When I tell my clients that I have no professional training or diploma in photography, but degrees in History and English, they often laugh and say "those must be a big waste of money". But they're not. And those degrees hang proudly in my home. Sure, I may not be working in my fields, but I wouldn't trade my experiences at Algoma U or Western for anything. I navigated adulthood, I gained confidence, and had many, many reality checks. I learned to speak up and out. I learned that it’s okay to change my mind and that I will be supported by people - even complete strangers - in those ever-changing decisions. But perhaps most importantly, I learned to be passionate. To immerse myself in what I love and allow it to consume me. I learned that you have to do what makes you happy, not what makes your parents or guardians happy, not what makes your friends or life partners happy. What makes you happy.

Maybe that's going to college or university. Maybe that's going into the trades. Maybe that's entering the work world or taking a gap year to travel. Maybe it's doing that infamous victory lap because you're just not ready yet. And that's okay. Listen to your heart. Make your own decisions. If you're happy, then nothing else matters.

We change. Our passions change. It’s okay to not be the person we once were or thought we were going to become. I am not the person I was when I graduated from here.

So to the Class of 2022, I say, happy exploring. Happy pivoting. You've pivoted over the past two years through this pandemic in your high school life in ways that I cannot even begin to imagine.
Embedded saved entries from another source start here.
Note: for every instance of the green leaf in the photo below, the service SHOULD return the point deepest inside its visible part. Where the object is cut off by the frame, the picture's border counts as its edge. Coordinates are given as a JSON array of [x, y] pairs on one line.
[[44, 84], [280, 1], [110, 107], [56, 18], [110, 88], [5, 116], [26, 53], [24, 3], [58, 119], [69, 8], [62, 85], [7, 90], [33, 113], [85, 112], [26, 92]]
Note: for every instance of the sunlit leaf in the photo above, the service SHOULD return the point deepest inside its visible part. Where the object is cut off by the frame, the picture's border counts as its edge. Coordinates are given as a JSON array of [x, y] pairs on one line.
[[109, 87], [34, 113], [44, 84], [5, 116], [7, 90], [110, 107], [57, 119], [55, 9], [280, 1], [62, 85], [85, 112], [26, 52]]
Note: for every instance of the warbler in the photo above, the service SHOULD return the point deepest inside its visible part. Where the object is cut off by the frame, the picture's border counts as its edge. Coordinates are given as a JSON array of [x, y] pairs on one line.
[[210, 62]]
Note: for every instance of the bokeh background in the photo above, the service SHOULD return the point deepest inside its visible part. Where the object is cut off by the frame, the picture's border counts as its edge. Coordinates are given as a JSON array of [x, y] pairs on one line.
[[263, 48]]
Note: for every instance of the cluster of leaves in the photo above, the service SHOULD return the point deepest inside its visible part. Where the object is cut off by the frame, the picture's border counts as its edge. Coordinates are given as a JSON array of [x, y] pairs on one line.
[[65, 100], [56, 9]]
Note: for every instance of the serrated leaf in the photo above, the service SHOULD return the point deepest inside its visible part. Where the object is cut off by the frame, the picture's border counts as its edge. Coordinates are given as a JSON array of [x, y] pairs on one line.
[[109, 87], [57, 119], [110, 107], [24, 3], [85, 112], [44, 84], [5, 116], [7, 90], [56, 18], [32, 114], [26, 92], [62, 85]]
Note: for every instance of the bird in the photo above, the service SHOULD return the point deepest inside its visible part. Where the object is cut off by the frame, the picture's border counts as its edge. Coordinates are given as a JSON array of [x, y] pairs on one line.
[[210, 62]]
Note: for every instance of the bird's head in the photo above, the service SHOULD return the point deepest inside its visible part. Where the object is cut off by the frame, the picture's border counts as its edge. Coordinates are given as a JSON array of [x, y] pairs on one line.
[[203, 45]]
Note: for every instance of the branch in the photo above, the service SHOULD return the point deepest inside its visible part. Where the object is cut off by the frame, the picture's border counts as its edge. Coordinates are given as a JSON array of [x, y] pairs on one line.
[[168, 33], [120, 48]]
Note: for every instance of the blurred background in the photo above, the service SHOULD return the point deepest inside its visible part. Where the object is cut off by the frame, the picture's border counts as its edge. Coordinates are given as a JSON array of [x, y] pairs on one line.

And look at you - you've come out stronger and more resilient.

It may take you a while to find your joy in life. And that’s okay. Change your major, change your degree, change your school, change your trade, change your job. It’s okay. Just do what makes you happy. It took me nine whole years from graduating from White Pines to find out what really made me happy. You may already know what makes you happy, and if you do, follow that passion.

And to the parents and guardians here today: when your graduate comes to you to one day with a change of heart, support them. Don't be upset that they've changed their major or program, or gone to pursue something radically different. Let them explore and find their true happiness. All of these changes will make sense one day and be a part of their important journey to happiness. If you're anything like me, then you want nothing else for your child then for them to be happy. That's all I want for my three-year-old son. Happiness.

So the next time someone asks you what you want to be when you grow up, tell them this: tell them you want to be happy.

Congratulations, Class of 2022! I'm so proud of you!